= Prince of Burma =

190-gram uncut ruby

The Prince of Burma is an uncut ruby, crystallized on a marble deposit, weighing 190 g (approximately 950 carat), and, for the most part, of gem quality. One of the biggest and rarest rubies in the world, it was found in the Dattaw-Mine in Mogok, Myanmar, in 1996.

==Mogok rubies==
The red colouring of the rubies is due to colour-generating metallic oxides engrained in the crystalline structures. As the rubies from Mogok have formed in marble surroundings with a low content of iron, they display a particularly intense luminosity, which sets off the natural carmine red of the rubies. The best specimens are of "pigeon-blood" colour and therefore especially rare and precious. Most of the raw rubies are cut in Mogok since the market for cut rubies is much bigger. It is therefore quite unusual for an uncut ruby like the Prince of Burma to leave the country.

==Heist in Milan==
A robbery occurred in August 2008 at which prospective buyers turned out to be criminals. On his way to the appointment, the German gemstone trader was deliberately hit by a car and his briefcase stolen.

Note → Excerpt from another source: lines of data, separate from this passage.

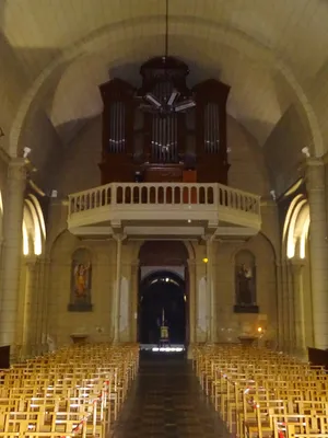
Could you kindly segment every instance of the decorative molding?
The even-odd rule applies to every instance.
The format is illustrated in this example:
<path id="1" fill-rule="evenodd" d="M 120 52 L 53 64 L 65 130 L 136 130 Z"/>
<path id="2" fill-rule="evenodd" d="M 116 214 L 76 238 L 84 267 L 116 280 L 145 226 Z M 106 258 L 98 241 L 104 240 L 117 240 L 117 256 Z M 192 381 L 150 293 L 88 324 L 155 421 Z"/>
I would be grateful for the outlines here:
<path id="1" fill-rule="evenodd" d="M 234 306 L 235 313 L 259 313 L 258 306 Z"/>
<path id="2" fill-rule="evenodd" d="M 93 304 L 90 304 L 87 302 L 69 303 L 68 307 L 67 307 L 67 310 L 69 312 L 92 312 L 93 311 Z"/>

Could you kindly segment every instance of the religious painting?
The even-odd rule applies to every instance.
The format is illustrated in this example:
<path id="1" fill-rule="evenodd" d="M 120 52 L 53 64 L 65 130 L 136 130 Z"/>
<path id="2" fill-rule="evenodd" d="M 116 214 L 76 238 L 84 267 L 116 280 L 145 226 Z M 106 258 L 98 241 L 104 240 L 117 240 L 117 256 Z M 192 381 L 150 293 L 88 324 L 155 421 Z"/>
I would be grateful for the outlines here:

Severely injured, the trader was taken to hospital while the thieves escaped with the gem. After a joint investigation of German and Austrian authorities three suspects were arrested in a hotel in Villach, Austria on November 4, 2008. The booty, a gemstone collection including the Prince of Burma, was secured.

==Processing==
Despite the fact that the Prince of Burma has not been heat-treated, it has the unique pigeon-blood red colour characteristic of the rubies from Mogok. Due to the evenly crystallized parts of the Prince of Burma, it might be possible to cut a gem of high quality weighing as much as 300 carat. This would make it one of the biggest cut rubies in the world. It is, however, doubtful if this will be attempted since the uncut Prince of Burma is unique as it is, its sentimental as well as its material value being almost inestimable.